Menjaga Lisan dari Perkataan yang Sia-Sia: Antara Adab dan Amanah Lisan dalam Pandangan Islam

Radarseluma.disway.id - Menjaga Lisan dari Perkataan yang Sia-Sia: Antara Adab dan Amanah Lisan dalam Pandangan Islam--

Reporter: Juli Irawan 

Radarseluma.disway.id - Lisan merupakan anugerah besar dari Allah SWT kepada manusia. Dengannya manusia mampu berbicara, menyampaikan pikiran, menasihati, berdakwah, bahkan menciptakan perubahan sosial. Namun, lisan juga bisa menjadi sumber petaka jika tidak dijaga dengan baik. Betapa banyak orang celaka bukan karena perbuatannya, tetapi karena lisannya. Oleh karena itu, Islam memberi perhatian besar terhadap etika dan penjagaan lisan, termasuk menjauhi perkataan yang sia-sia dan tidak bermanfaat.

Makna Perkataan Sia-Sia

Perkataan sia-sia (اللَّغْو) adalah ucapan yang tidak memiliki nilai manfaat duniawi maupun ukhrawi. Ia bukan hanya mencakup ucapan kotor dan dusta, tetapi juga semua yang tidak berguna, seperti gosip, obrolan kosong, debat kusir, candaan yang berlebihan, dan lainnya. Dalam Islam, menjaga lisan dari hal seperti ini bukan sekadar soal adab, tapi merupakan bagian dari kualitas iman seseorang.

BACA JUGA:Keteladanan Pengorbanan dan Keikhlasan Kisah Nabi Ibrahim AS dan Ismail AS.

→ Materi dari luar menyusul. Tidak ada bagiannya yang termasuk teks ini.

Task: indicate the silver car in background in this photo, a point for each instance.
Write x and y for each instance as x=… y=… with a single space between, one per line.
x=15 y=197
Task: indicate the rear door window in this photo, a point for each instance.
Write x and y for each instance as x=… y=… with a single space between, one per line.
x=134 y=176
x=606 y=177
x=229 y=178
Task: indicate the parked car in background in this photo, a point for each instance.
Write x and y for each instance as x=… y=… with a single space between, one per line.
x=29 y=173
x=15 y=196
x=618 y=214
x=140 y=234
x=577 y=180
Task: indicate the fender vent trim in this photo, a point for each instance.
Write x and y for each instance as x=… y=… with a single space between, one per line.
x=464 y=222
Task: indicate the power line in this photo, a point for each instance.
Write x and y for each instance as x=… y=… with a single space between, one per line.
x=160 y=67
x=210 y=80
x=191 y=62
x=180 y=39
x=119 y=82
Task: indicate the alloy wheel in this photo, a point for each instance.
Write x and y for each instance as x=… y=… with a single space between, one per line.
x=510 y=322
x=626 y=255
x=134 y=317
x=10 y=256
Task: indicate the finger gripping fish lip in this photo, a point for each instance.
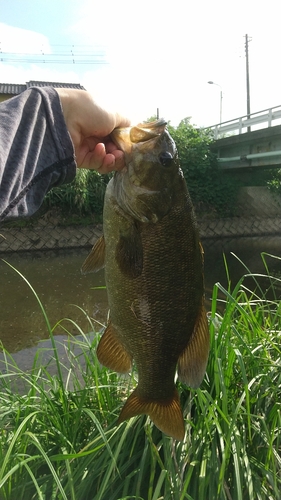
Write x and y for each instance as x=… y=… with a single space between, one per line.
x=153 y=264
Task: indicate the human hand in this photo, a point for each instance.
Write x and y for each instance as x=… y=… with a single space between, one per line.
x=89 y=126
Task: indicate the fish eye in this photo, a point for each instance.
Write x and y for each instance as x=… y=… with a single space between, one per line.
x=166 y=159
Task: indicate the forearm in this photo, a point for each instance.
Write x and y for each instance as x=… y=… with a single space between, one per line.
x=36 y=151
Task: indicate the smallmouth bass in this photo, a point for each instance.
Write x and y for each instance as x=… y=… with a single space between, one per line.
x=153 y=263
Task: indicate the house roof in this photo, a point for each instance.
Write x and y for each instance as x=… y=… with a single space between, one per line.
x=14 y=88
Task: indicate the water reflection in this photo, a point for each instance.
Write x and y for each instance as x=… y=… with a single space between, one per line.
x=55 y=276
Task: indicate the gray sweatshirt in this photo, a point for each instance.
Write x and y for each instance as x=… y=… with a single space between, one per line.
x=36 y=151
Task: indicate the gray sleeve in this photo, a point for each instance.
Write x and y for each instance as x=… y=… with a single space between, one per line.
x=36 y=151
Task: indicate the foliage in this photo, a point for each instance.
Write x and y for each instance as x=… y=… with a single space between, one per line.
x=83 y=196
x=59 y=438
x=209 y=189
x=274 y=183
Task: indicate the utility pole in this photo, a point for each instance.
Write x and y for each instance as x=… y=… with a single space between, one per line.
x=247 y=40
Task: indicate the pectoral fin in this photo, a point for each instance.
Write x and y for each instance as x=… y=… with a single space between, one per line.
x=111 y=353
x=193 y=361
x=129 y=252
x=95 y=260
x=166 y=415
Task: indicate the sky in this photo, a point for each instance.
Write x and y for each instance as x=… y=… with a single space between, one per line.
x=149 y=54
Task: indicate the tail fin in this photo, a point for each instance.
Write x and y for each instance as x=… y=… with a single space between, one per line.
x=166 y=415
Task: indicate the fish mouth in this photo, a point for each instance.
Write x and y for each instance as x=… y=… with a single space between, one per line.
x=125 y=137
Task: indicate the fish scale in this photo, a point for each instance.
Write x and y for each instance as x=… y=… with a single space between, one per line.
x=154 y=276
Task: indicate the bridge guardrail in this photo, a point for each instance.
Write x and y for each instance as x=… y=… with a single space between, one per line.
x=266 y=116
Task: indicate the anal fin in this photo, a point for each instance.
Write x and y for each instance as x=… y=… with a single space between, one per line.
x=111 y=353
x=166 y=415
x=193 y=361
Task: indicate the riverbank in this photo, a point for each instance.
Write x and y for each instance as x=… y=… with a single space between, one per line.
x=46 y=236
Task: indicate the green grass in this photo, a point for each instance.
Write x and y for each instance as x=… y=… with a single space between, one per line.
x=59 y=439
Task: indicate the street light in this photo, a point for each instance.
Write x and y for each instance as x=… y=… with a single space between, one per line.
x=213 y=83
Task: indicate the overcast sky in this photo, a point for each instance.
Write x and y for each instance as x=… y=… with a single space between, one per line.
x=151 y=53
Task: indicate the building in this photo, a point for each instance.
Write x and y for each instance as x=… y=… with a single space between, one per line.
x=8 y=90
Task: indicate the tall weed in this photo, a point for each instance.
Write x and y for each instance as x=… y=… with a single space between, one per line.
x=59 y=439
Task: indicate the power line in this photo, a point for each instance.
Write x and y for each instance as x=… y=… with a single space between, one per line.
x=67 y=54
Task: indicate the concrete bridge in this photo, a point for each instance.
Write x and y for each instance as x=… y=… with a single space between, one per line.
x=249 y=141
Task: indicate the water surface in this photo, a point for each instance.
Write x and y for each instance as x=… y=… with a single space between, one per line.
x=56 y=278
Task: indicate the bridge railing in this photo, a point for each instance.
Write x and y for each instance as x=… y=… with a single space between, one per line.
x=244 y=123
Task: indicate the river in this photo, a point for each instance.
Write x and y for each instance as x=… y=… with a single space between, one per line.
x=63 y=291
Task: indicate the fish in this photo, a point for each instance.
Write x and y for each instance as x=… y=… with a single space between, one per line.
x=153 y=260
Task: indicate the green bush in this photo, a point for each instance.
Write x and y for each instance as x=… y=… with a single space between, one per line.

Dalil Al-Qur'an tentang Menjaga Lisan dan Menghindari Perkataan Sia-Sia

Allah SWT berfirman dalam Al-Qur’an:

وَقَدْ أَفْلَحَ ٱلْمُؤْمِنُونَ، ٱلَّذِينَ هُمْ فِي صَلَاتِهِمْ خَاشِعُونَ، وَٱلَّذِينَ هُمْ عَنِ ٱللَّغْوِ مُعْرِضُونَ

Artinya: “Sungguh beruntung orang-orang yang beriman, (yaitu) orang-orang yang khusyuk dalam salatnya, dan orang-orang yang menjauhkan diri dari (perbuatan dan perkataan) yang tidak berguna.” (QS. Al-Mu’minun: 1–3)

Ayat ini menjelaskan bahwa salah satu ciri orang beriman yang akan mendapatkan keberuntungan adalah mereka yang menghindari al-laghw, yakni ucapan dan perbuatan sia-sia. Ini menunjukkan bahwa tidak semua yang bisa diucapkan harus diucapkan. Islam mengajarkan selektif dalam berbicara.

Dalam ayat lain Allah SWT berfirman:

لَا خَيْرَ فِي كَثِيرٍۢ مِّن نَّجْوَىٰهُمْ إِلَّا مَنْ أَمَرَ بِصَدَقَةٍ أَوْ مَعْرُوفٍ أَوْ إِصْلَـٰحٍۢ بَيْنَ ٱلنَّاسِ ۚ

Artinya: "Tidak ada kebaikan pada kebanyakan bisik-bisikan mereka, kecuali (bisik-bisikan) orang yang menyuruh (manusia) bersedekah, atau berbuat kebaikan, atau mengadakan perdamaian di antara manusia." (QS. An-Nisa: 114)

Ini menegaskan bahwa pembicaraan yang tidak menjurus pada kebaikan adalah percuma, bahkan bisa menjadi dosa jika berisi ghibah, namimah, atau kebohongan.